Clarence “Skip” Ellis was born in 1943 and grew up in a very poor neighborhood of the south side of Chicago. His mother struggled to raise five children by herself. Gangs and violence were common in school. Skip wasn’t one of the “cool” kids – he mostly kept to himself. At the time, he was sad because he felt excluded from so many things. Surprisingly, this helped him because he was able to avoid the gangs, violence and problems some kids in his class got into.

At 15, Skip took a job at a local company to help support his family. He was assigned the “graveyard shift,” which meant he had to work all night long. His job was to prevent break-ins and, most importantly, not to touch the company’s brand new computer! It was 1958 and computers were very expensive and not very common. Since he had lots of free time, he read the computer manuals that came with the machines. He became a self-taught computer expert. One day, there was a crisis at the company… 

They had an urgent project but had run out of new punch cards. Early computers used punch cards to enter data and without new cards, the project came to a halt. Skip was the only one who knew how to reuse old cards. He changed some settings on the computer and the old cards worked perfectly. He was a hero for a day! This was his first real experience with a computer and it changed his life.

Over the next couple of years, teachers recommended that Skip attend summer programs at local universities. For the first time, Skip met students outside of his neighborhood and became aware of university life. Skip’s family couldn’t afford to send him to college. But, as he was about to graduate from high school, the pastor in his family’s church learned about a scholarship at Beloit College. Beloit is located in Wisconsin, about 100 miles northwest of Chicago. Skip won the scholarship and, in the fall of 1960, arrived on campus. He discovered that he was the only African-American attending the school! Life in south Chicago was hard, but this was much worse. He felt very alone. He soon learned that his classes were much more difficult than any of those at his high school. Everyone seemed smarter, more aware and better educated.

At Beloit, a teacher gave Ellis extra lessons in the subjects that Skip was finding the most difficult, such as English.
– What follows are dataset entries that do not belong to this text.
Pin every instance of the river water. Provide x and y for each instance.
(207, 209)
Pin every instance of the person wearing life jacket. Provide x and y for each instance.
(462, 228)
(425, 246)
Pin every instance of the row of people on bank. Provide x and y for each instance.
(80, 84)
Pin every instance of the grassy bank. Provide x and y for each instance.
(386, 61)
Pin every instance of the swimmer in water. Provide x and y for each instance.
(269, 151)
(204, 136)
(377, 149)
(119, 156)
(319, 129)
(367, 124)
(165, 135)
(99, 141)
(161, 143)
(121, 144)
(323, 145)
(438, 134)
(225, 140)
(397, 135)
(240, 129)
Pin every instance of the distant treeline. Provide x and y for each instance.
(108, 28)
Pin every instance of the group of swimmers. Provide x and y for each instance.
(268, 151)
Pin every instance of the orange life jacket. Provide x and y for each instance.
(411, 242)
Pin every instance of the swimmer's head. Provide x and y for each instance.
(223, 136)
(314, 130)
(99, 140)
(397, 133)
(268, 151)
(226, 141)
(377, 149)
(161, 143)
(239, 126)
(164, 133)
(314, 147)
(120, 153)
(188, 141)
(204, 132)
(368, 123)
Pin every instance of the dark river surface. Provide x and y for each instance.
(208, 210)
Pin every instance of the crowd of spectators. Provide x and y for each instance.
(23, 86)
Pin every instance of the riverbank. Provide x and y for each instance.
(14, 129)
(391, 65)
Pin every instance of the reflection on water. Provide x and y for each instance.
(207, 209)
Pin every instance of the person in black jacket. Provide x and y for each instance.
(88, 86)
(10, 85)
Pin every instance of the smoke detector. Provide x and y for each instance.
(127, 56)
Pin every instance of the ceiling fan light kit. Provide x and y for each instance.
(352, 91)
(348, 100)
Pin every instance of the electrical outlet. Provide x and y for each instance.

He studied constantly and had no time to do many of the fun things that other students seemed to enjoy. He even stayed on campus to study during winter and summer breaks. Skip was so sad and lonely that he thought about quitting many, many times. But he knew how proud his mother was of his accomplishments. She had constantly encouraged him, saying, “be your own person and follow your talents.” He vowed to stay.

At the beginning of his junior year, a computer was donated to the college. Skip and his chemistry professor were given the task of setting it up. This was the start of the college’s computer lab, and it was a big event in Skip’s life – he finally felt like he belonged. He worked so long on the new computer that he sometimes slept overnight in the lab.

During this period of time, the civil rights movement was gathering momentum across the country. Skip was especially moved by the non-violent protests of Dr. Martin Luther King. In August of 1963, Skip was one of 250,000 people who went to Washington, D.C., to hear Dr. King give his famous “I Have a Dream” speech from the steps of the Lincoln Memorial. From then on, Skip’s passions were computer science and civil rights.

In 1964 he received a BS degree, double major in math and Physics, from Beloit College. Clarence (Skip) Ellis attended graduate school in Computer Science from the University of Illinois where he worked on hardware, software, and applications of the Illiac 4 Supercomputer. Clarence Ellis is the first African American to receive a Ph.D. in Computer Science (1969).

After his Ph.D., he continued his work on supercomputers at Bell Telephone Laboratories. Ellis has worked as a researcher and developer at IBM, Xerox, Microelectronics and Computer Technology Corporation, Los Alamos Scientific Labs, and Argonne National Lab. His academic experience includes teaching at Stanford University, the University of Texas, MIT, Stevens Institute of Technology, and in Taiwan under an AFIPS overseas teaching fellowship.

Currently, Dr. Ellis is a Professor of Computer Science, and Director of the Collaboration Technology Research Group at the University of Colorado at Boulder. At Colorado, he is a member of the Systems Software Lab, and the Institute for Cognitive Science.

During 1991, he was chief architect of the FlowPath workflow product of Bull S.A. Previously he was the head of the Groupware Research Group within the Software Technology Program at MCC. For the decade prior to joining MCC, he was a research scientist at Xerox Palo Alto Research Center.

Clarence (Skip) Ellis is on the editorial board of numerous journals, and has been an active instigator and leader of a number of computer associations and functions. He has been a member of the National Science Foundation Computer Science Advisory Board; of the University of Singapore ISS International Advisory Board; of the NSF Computer Science Education Committee; and chairman of the ACM Special Interest Group on Office Information Systems (SIGOIS).